Die konkreten Planänderungen beleuchtete Architekt Michael Steidl: Für die anvisierte 13. Klasse wird demnach der Neubau um 1,50 Meter erweitert. Größer wird wegen der Berücksichtigung der Verkehrswege nach den aktualisierten Plänen auch der Pausenhof. Ein größerer Einschnitt sei die Verlegung des Treppenhauses. Um neue pädagogische Ansätze zu berücksichtigen, gibt es nun auch Räume wie den "Marktplatz" oder Ruhezonen, wo sich die Schüler freier bewegen können. "Im Innenbereich ist ein Konzept entstanden, das noch schlüssiger ist", betonte bei der Sitzung Schulleiter Bräuer. Auf den Stockwerken gebe es in sich geschlossene Lernbereiche mit Lehrer-Stützpunkten. Die Schülerströme würden entzerrt und kanalisiert, die Wege kürzer.

Für Margot Weber (SPD) war diese Planänderung ein Anlass, noch einmal das von ihr favorisierte Schulzentrum an der Katzdorfer Straße auf den Tisch zu bringen. Die Sanierung in der Ledererstraße sei nun mehr als eine halbe Million Euro teuerer, in diesem Licht erscheine auch das Schulzentrum wieder attraktiver. Ein entsprechender Antrag der SPD wurde aber unter Verweis auf die Geschäftsordnung und die Beschlusslage mit 17:3 Stimmen abgeschmettert.

Problem Garderobe

Nachdem diese Option vom Tisch war, beschränkte sich die Debatte auf die Pläne in der Ledererstraße. Die SPD-Fraktion habe den vorliegenden Entwürfen "im Großen und Ganzen nichts entgegenzusetzen", erklärte Weber. Für problematisch hielt sie aber die angedachten zentralen Garderobenräume im Untergeschoss, die Schulleiter Bräuer auch als Schmutzschleuse begrüßen würde. "Wenn da 300 Kinder bei Schulschluss gleichzeitig anrücken, das ist unmöglich."

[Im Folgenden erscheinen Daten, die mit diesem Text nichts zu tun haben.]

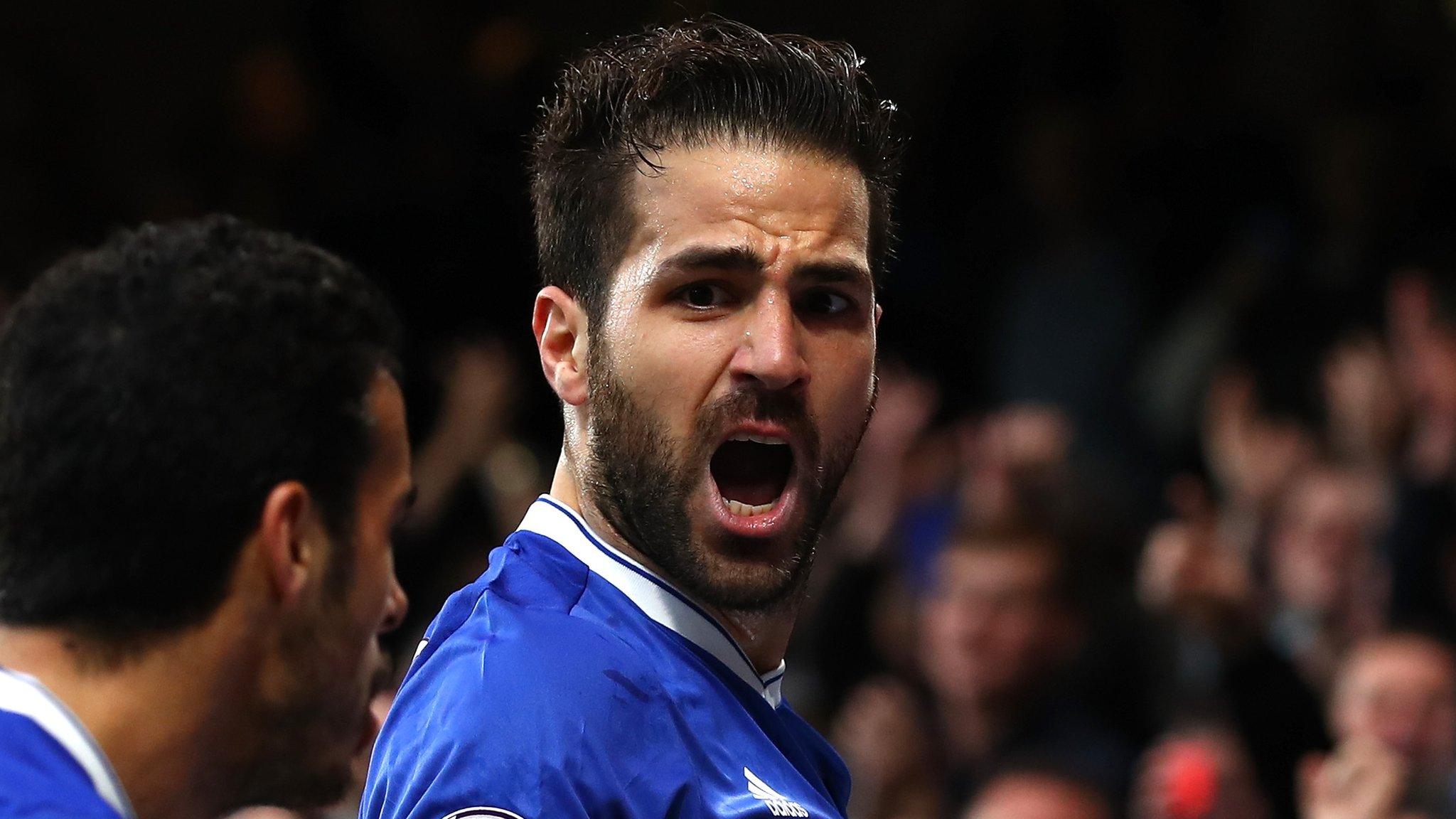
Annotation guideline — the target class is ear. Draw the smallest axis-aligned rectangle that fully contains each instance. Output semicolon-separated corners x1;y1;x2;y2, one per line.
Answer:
257;481;323;604
532;286;587;407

"Da bleiben auch von der Pause nur ein paar Minuten", stieß Martin Scharf (Freie Wähler) in das gleiche Horn, stufte aber das übrige Konzept als "tolle Lösung" ein. "Anfangs dachte ich auch, dass das System diese Mehrkosten nicht wert ist", räumte er ein, "aber jetzt habe ich die Vorteile erkannt". "Garderoben im Flur der Schule sind nur geduldet und eigentlich nicht zulässig", so der Architekt. Und im Klassenzimmer sind sie für Schulleiter Bräuer "die schlechteste Lösung". Sein Vorschlag: eine Mischlösung, bei der man beispielsweise die Erstklässler "rausziehen" könne. Ausdrücklich wurde deshalb beim Beschluss eine Abstimmung mit Schulleitung, Lehrerkollegium und Elternbeirat in Sachen Garderobe gefordert.

Der Entwurf für Sanierung, Erweiterung und Ausbau zur Ganztagsschule wurde einstimmig gebilligt. Damit können nun auch Anträge auf Förderung folgen. Laut Verwaltungsleiter Peter Hartl kann die Stadt mit 44 Prozent für die Generalsanierung rechnen. Maßnahmen für die Ganztagsschule könnten mit 59 Prozent gefördert werden. "Wir freuen uns über die moderne pädagogische Ausrichtung und sind bereit, die Mehrkosten in Kauf zu nehmen", hatte Klaus Zeiser (CSU) die Haltung seiner Fraktion und letztlich die Stimmung im gesamten Gremium auf den Punkt gebracht.